Wait a second, I thought, seized by fear, isn’t this what happens when you’re dying?
Was I dying? Did I feel compelled to step into the light? Had I taken too many drugs?
I checked for a pulse. Seemed strong enough.
It was too early for Eddie to have gone to bed, yet there was no sign of him or Lulu in the apartment. Could he be out there? On the balcony? At night? In March? The weather had been unseasonably warm that week. Sometimes when that happened, we’d bundle up in the matching hand-knit Aran sweaters we’d brought back from Ireland, prepare brandy-spiked hot chocolates, crank up the space heaters and make good use of that goddamned balcony which had led us into temptation, and a ridiculous mortgage. With fragrant steam wafting off our boozy drinks, our noses reddening, our breath dancing in the air, we’d cuddle up on the couch, giggle and laugh and pretend we were two burly fishermen who’d found love on the Irish moors, or some such nonsense.
They had to be out there. Satisfied with the explanation for the flickering light and convinced I wasn’t dying (just yet) I turned and headed for bed before the Nyquil kicked in. I was halfway down the hallway when that itty bit of rationality still lurking in my congested head told me to stop. Eddie would be worried about me. He was sweet that way. As a good husband, I should poke my head outside and announce my status as still breathing. I owed him that much. Even if he hadn’t bought me ice cream.
With the blanket wound tightly about me, I did the geisha-walk from hallway to balcony door.

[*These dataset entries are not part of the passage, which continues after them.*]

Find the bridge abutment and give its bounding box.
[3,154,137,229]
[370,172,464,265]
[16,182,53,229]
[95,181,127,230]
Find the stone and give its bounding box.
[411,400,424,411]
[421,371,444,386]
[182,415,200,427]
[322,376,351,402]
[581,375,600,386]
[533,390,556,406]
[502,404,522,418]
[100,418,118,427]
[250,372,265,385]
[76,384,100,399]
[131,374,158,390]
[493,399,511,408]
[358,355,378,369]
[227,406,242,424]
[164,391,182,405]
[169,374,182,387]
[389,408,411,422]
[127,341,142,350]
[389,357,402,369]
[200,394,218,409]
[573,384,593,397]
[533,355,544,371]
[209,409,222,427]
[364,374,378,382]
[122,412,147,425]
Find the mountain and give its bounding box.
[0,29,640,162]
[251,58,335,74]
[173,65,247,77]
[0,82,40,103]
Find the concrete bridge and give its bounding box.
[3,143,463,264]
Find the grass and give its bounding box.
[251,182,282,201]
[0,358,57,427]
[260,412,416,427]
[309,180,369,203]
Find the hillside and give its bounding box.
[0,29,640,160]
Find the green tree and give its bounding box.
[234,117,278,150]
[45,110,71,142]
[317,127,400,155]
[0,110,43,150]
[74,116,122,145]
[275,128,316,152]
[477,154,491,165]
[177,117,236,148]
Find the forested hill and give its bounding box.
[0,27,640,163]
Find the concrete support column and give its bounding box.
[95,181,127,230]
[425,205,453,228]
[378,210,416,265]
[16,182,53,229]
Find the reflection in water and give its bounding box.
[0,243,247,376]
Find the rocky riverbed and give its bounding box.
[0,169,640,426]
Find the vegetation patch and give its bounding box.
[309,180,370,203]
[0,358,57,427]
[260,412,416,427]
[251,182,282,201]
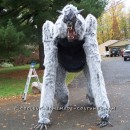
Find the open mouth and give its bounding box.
[67,27,76,41]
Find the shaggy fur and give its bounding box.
[37,5,110,128]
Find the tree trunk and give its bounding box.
[39,42,45,69]
[38,26,45,69]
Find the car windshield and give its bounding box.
[126,45,130,50]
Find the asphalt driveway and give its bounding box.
[0,57,130,130]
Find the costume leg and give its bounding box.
[83,64,95,106]
[55,65,69,109]
[83,14,110,127]
[35,21,58,130]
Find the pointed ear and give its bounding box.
[56,10,62,14]
[78,9,84,14]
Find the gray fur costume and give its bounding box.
[35,4,110,130]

The first thing I noticed through the glass was Lulu frantically pawing at it. She wanted inside. That was unusual. She loved Eddie and was always content in his company. Was she out there alone? Had he somehow forgotten her out there and gone to bed after all? Weird. Lulu was not an outside dog, even when outside meant a recently remodeled “fresh air living space” (a term coined by our interior designer who detested the term balcony, which she thought sounded too basic).
I strained to see out but saw no sign of Eddie.
I slid open the door. Lulu rushed inside, shooting me a belittling look as she passed by on her way for parts unknown. From this vantage point, most of my view was blocked by a wall of preserved reindeer moss. I stepped onto the balcony, grimacing as my bare feet made contact with the cold floor. Aggressive night air searched for ways to infiltrate my blanket wrap. It was quiet. Too quiet. I’d recently curated a fresh air living space playlist that Eddie seemed to enjoy. We rarely spent time out there without it.
I stepped past the reindeer moss. The light I’d seen from the kitchen was coming from a statuesque liquid lava lamp which, according to the same designer, we could not live without. It used smoke and laser beams and probably some sort of artificial intelligence to create abstract lighting that could be adjusted for intensity and motion to suit whatever ambiance you were going for. Much to Eddie’s chagrin, I regularly made fun of the ridiculous thing in front of guests. Secretly I loved it. Judging by the undulating dark greens and blues washing over the balcony, Eddie had chosen something apt for fretting about my well-being. But where was he? Despite protective layers of quilting, I felt a chill. Not the fever-induced kind.
I moved forward and called out, “Hello?”
“Hello.”
There he was. Eddie was standing in heavy shadow, wearing something I’d never seen before, which is not unusual when your husband is a fashion designer. His wardrobe was as changeable as a chameleon.
For several seconds we stared at one another.
“How are you?” he finally asked.
Did the pile of drugs in the kitchen tell him nothing? Hadn’t he looked in on me earlier and found me comatose in the guest bedroom? Or had I hallucinated that?
“You should go back to bed,” he said.
Go back to bed? Was I disturbing his evening? It may have been the fever, but his apathetic suggestion ticked me off. Where was the caring? Where was the worry? Where was the goddamned mint chocolate ice cream?
Thankfully, before I said what was really on my mind, I remembered the sage advice of our neighbour and good friend, Baz: if you don’t have anything nice to say, mumble it under your breath and walk away. I did just that.
It was the last time I saw my husband.